The "Iran Election 2009: Precursors, Observations, and Consequences" seminar began with a presentation session that aimed to expose the current crisis from political, historical, sociological, legal and human rights perspectives according to the seminar's event proposal.
There was a discussion about the controversial June 2009 re-election of President Mahmoud Ahmadinejad and an analysis of the results and whether or not the current election laws in Iran were violated.
The event was funded by organizations and private individuals, and donations from those with political or religious agendas were not accepted because the organizing committee wished to maintain an objective position, according to the proposal pamphlet.
Topics during the discussion panel included the possibility of reform in the current Iranian administration. Dabashi said, "The new generation of Iranians are in a historically unique position to rescue their parental generation from its vindictiveness," and indicated that it is the new generation that will most influence Iran's future.
Ahmad Sadri, a professor of sociology and Islamic world studies at Lake Forest College, discussed the view of torture in American culture and said popular movies and television shows such as "Body of Lies" and "24," respectively, depict torture frequently, sometimes as necessary national security measures. "Anger needs to be exercised," Sadri said.
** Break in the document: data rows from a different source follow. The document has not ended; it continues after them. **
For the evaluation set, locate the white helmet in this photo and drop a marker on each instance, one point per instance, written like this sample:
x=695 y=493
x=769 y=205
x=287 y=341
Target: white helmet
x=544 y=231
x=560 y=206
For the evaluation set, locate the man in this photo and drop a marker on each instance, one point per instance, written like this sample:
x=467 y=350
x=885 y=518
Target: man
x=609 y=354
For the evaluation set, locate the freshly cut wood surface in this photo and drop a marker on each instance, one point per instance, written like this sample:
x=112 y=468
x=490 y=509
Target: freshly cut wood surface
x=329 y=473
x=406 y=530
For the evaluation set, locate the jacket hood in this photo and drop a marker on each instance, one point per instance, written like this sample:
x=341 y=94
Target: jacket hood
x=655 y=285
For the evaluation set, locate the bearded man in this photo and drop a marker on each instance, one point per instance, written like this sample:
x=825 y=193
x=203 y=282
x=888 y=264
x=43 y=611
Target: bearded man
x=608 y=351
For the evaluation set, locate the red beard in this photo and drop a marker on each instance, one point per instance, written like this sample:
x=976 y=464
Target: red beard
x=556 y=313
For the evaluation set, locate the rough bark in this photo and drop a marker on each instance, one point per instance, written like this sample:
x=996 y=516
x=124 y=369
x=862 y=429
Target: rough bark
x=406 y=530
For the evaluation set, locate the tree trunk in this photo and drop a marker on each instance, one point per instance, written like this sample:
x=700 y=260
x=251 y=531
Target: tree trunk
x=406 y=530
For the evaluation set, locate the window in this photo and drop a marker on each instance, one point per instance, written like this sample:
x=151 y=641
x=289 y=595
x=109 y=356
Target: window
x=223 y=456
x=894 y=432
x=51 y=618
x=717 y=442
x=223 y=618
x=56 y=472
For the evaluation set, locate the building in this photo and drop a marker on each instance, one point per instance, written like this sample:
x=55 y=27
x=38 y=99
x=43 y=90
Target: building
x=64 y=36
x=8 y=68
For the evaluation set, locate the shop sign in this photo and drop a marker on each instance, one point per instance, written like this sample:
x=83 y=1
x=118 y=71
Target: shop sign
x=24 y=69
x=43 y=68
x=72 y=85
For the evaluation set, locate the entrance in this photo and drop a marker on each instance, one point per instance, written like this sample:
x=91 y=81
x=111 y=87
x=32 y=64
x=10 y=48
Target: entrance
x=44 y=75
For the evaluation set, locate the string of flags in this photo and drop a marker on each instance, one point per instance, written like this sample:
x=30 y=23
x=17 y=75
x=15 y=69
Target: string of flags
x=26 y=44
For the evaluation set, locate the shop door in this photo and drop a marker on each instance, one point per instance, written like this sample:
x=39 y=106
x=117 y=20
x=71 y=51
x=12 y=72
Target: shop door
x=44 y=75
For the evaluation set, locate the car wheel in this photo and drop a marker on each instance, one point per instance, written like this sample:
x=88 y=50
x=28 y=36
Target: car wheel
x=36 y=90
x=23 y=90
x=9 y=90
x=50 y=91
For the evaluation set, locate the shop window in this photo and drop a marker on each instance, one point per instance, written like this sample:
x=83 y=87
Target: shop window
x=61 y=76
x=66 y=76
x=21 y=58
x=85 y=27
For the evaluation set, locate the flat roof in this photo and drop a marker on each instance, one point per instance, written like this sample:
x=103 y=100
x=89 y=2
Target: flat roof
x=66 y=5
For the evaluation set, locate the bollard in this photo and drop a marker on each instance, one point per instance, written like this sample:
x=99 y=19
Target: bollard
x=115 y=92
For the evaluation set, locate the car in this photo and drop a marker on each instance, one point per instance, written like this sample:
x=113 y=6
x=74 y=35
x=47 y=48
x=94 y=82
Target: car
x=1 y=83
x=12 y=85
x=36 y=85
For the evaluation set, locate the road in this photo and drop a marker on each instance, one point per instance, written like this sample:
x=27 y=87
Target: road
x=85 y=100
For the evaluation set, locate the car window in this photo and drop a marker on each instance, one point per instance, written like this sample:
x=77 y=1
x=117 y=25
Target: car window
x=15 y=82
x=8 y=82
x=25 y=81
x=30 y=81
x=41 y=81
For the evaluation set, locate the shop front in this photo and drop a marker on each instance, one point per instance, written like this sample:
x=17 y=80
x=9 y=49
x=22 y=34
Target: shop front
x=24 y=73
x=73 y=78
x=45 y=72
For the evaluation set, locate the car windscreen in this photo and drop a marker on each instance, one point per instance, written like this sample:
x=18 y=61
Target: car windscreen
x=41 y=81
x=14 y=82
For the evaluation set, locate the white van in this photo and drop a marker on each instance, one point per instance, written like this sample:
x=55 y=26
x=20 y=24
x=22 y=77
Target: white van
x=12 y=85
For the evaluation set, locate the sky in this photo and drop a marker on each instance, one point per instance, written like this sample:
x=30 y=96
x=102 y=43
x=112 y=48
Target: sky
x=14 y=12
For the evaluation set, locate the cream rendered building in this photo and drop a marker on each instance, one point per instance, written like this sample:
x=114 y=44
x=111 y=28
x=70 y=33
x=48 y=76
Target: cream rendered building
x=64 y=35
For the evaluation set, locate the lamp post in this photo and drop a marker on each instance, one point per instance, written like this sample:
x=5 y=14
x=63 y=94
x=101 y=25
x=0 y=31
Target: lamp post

Juan Cole, a history professor at the University of Michigan, responded that the U.S. Constitution forbids cruel and unusual punishment and that the public is not demanding enough in passing anti-torture laws. Dabashi said that "Ahmadinejad has exploited the backlash" that comes with this ignorance when faced with the issue of torture.
According to Melody Moezzi ('06L), attorney, activist and award-winning writer, the Journalist and Young Activists panel that concluded the program was meant to represent the voice of Iranian-Americans on the current state in Iran.
Many Iranian-Americans like herself were expelled from the country in 1980 at the start of the Iranian Revolution, which established the current Iranian Republic, and have grown up in communities across America.